Nottingham’s tram lines 2 and 3 were part funded by a workplace parking levy, an idea that Cambridge and Oxford are looking at. Haymarket station on the Tyne & Wear Metro was paid for by developer contributions.

Only the Scottish Parliament has full powers to decide how much it spends on transport. But the transfer of multi-year budgets is vital to plan and fund projects on the scale of Crossrail or the Tyne & Wear expansion and new train plans. It is probably only a matter of time before congestion charging and business rate supplements, which provide funding for TfL, return to the agenda in other cities.

Not since John Prescott was a transport minister has integration been a watchword, despite continental paradigms proving its efficacy. The Full Speed Ahead report was emphatic that a multi-modal, joined-up transport network required “thinking long-term and making difficult (and sometimes unpopular) decisions in support of public transport”.

Co-ordinated planning and control of public transport levers is vital for such aspirations. As Bray says: “Devolution is key to bringing back integration into the city regions - by specifying rail fares, ticketing, branding and joining up with buses, you can achieve something that looks more like London.” 

The North East Combined Authority officially describes itself as the  “UK’s first fully integrated transport system, with the ambition to bring together responsibilities for rail, local highways, metro, buses and ferries, for both urban, sub-urban and rural communities”. Transport Scotland is committed to partnership working with private bus companies, but is working to deliver a single smart ticketing system across all public transport.
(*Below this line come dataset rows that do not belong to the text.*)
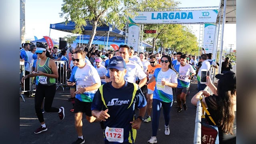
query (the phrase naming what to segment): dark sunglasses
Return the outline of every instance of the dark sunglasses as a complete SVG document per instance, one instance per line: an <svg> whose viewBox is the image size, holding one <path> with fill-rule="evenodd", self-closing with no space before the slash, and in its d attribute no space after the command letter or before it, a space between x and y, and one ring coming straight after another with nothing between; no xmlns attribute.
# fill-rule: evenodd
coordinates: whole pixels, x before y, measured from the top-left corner
<svg viewBox="0 0 256 144"><path fill-rule="evenodd" d="M168 61L168 60L161 60L161 62L164 63L164 62L165 62L166 63L167 63L167 62L169 62L169 61Z"/></svg>
<svg viewBox="0 0 256 144"><path fill-rule="evenodd" d="M77 62L79 62L79 60L83 60L84 58L79 58L79 59L74 59L74 58L72 58L72 60L73 62L74 62L75 61L77 61Z"/></svg>

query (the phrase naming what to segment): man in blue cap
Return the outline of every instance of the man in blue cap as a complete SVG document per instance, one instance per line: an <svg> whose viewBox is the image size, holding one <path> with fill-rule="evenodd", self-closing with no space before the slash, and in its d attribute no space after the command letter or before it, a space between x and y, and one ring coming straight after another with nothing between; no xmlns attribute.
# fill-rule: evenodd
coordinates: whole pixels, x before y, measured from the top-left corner
<svg viewBox="0 0 256 144"><path fill-rule="evenodd" d="M134 144L144 120L146 100L138 84L124 80L126 68L122 57L110 60L107 69L112 81L99 88L92 104L92 115L103 122L105 143ZM140 108L137 117L135 107Z"/></svg>

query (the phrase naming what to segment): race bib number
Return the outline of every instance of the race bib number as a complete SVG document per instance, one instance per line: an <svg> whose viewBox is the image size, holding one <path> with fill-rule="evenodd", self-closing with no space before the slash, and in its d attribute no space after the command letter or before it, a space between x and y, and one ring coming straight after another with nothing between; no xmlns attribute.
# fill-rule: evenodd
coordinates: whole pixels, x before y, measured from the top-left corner
<svg viewBox="0 0 256 144"><path fill-rule="evenodd" d="M105 130L105 136L109 142L124 142L124 128L109 128Z"/></svg>
<svg viewBox="0 0 256 144"><path fill-rule="evenodd" d="M161 82L156 82L156 89L158 90L165 90L165 86L162 85Z"/></svg>
<svg viewBox="0 0 256 144"><path fill-rule="evenodd" d="M76 91L78 91L78 88L84 88L86 87L86 85L76 85Z"/></svg>
<svg viewBox="0 0 256 144"><path fill-rule="evenodd" d="M178 79L180 80L184 81L185 79L186 78L186 76L180 75L179 76Z"/></svg>
<svg viewBox="0 0 256 144"><path fill-rule="evenodd" d="M150 79L150 78L151 78L152 77L152 76L153 76L153 75L154 74L148 74L148 79Z"/></svg>
<svg viewBox="0 0 256 144"><path fill-rule="evenodd" d="M38 82L41 84L47 84L47 77L45 76L40 76Z"/></svg>

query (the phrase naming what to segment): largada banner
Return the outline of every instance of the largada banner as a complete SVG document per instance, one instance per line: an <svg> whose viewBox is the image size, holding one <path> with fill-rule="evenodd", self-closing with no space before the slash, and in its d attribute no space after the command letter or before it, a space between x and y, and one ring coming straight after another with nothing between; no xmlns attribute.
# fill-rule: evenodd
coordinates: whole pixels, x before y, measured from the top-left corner
<svg viewBox="0 0 256 144"><path fill-rule="evenodd" d="M128 32L128 46L132 46L135 51L138 51L139 38L140 36L140 26L139 24L129 24Z"/></svg>
<svg viewBox="0 0 256 144"><path fill-rule="evenodd" d="M215 24L204 24L203 48L205 50L206 54L212 54L213 52L213 43L216 29L216 26Z"/></svg>
<svg viewBox="0 0 256 144"><path fill-rule="evenodd" d="M216 23L218 10L196 10L166 12L138 12L138 15L129 18L135 24L183 24Z"/></svg>

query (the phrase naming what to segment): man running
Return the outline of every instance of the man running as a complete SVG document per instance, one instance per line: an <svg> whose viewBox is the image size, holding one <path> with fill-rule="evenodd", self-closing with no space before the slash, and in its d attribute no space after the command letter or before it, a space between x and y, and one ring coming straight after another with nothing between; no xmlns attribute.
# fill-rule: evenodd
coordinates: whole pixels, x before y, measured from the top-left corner
<svg viewBox="0 0 256 144"><path fill-rule="evenodd" d="M180 56L182 54L181 52L178 52L176 54L176 60L173 60L172 62L172 65L174 67L176 65L180 64Z"/></svg>
<svg viewBox="0 0 256 144"><path fill-rule="evenodd" d="M183 108L186 110L188 106L186 104L186 96L189 90L190 80L193 76L196 74L196 71L192 66L186 63L187 57L184 55L180 56L180 64L174 66L174 68L179 73L178 78L178 86L176 88L176 95L178 104L175 106L178 107L176 112L180 112L182 110L182 104L183 103ZM192 74L190 74L192 73Z"/></svg>
<svg viewBox="0 0 256 144"><path fill-rule="evenodd" d="M148 78L150 80L152 76L155 72L155 70L156 68L161 68L160 64L157 63L157 59L154 55L152 55L149 57L149 62L150 64L148 66ZM152 102L153 102L153 93L155 90L156 82L154 81L148 85L148 93L147 96L147 113L148 116L147 118L145 119L144 122L148 122L151 121L151 111L152 110Z"/></svg>
<svg viewBox="0 0 256 144"><path fill-rule="evenodd" d="M76 62L76 66L73 69L69 79L71 82L67 82L69 86L76 86L74 112L75 126L78 137L74 144L85 142L82 132L83 113L85 113L89 122L92 122L96 120L96 118L92 115L91 105L94 94L101 85L100 78L95 68L85 62L85 52L82 50L75 52L72 60Z"/></svg>
<svg viewBox="0 0 256 144"><path fill-rule="evenodd" d="M105 144L134 144L146 112L146 99L138 84L124 80L127 70L123 58L112 58L107 68L112 82L95 94L92 113L104 121ZM140 108L137 117L135 107Z"/></svg>

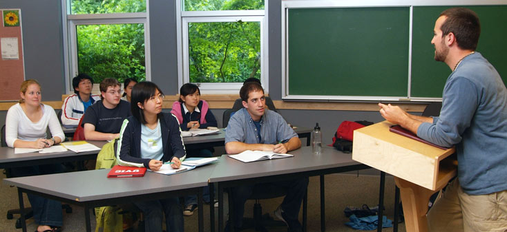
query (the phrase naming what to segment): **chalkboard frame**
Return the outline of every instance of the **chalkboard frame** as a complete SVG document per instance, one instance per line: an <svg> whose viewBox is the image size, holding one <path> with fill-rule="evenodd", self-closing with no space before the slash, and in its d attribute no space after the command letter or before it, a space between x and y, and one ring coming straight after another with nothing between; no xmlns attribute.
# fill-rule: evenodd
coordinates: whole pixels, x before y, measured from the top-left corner
<svg viewBox="0 0 507 232"><path fill-rule="evenodd" d="M413 102L432 102L440 101L441 98L432 97L413 97L410 94L411 74L412 74L412 10L417 6L490 6L507 5L505 1L485 0L477 1L471 0L425 0L425 1L372 1L363 0L357 1L329 1L329 0L287 0L282 1L282 98L285 101L352 101L352 102L371 102L371 101L413 101ZM289 10L298 8L377 8L377 7L409 7L410 8L410 29L408 45L408 73L407 94L403 96L328 96L328 95L296 95L289 92Z"/></svg>

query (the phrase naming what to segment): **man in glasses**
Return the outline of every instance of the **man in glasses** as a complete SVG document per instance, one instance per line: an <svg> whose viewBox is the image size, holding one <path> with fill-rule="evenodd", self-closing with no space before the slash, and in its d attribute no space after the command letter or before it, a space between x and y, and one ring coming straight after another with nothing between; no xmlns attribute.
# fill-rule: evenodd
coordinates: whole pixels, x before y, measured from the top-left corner
<svg viewBox="0 0 507 232"><path fill-rule="evenodd" d="M89 107L83 118L87 140L110 140L119 137L123 120L132 115L130 103L120 100L122 89L117 80L105 78L99 88L102 100Z"/></svg>

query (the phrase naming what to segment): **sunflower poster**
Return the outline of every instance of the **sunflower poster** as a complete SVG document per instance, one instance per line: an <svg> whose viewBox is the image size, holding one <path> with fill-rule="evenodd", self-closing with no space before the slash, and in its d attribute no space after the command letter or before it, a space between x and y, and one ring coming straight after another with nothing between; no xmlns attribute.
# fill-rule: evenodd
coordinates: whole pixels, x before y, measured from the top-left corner
<svg viewBox="0 0 507 232"><path fill-rule="evenodd" d="M19 11L17 10L3 10L3 26L19 27Z"/></svg>

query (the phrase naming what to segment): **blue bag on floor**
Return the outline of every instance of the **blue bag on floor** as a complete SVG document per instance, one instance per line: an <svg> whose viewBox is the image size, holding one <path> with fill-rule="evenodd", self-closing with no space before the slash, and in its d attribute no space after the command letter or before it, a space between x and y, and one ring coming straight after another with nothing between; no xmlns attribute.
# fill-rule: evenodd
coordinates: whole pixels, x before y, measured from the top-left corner
<svg viewBox="0 0 507 232"><path fill-rule="evenodd" d="M352 214L349 219L350 222L345 222L345 224L352 227L352 229L363 231L372 231L376 229L379 216L357 218L355 215ZM388 219L385 216L383 216L382 227L392 227L392 221Z"/></svg>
Emulating the rigour applied to modal integration in Switzerland will benefit rail and buses/light rail, and help to reverse the damaging consequences of bus deregulation that has led to a near-universal decline in bus use and the loss of more than 2,000 routes since 2010.

In Wales TrawsCymru, the new bus brand owned by the Welsh Government, specifies franchised services designed to complement and connect with rail services that are shown on TrawsCymru’s network map. The ability to reverse years of decline is illustrated by the T1 route between Aberystwyth and Carmarthen - passenger numbers have grown from 100,000 two and a half years ago to 300,000, and the average subsidy per rural Wales trip has been reduced from between £3 and £5 to 57p.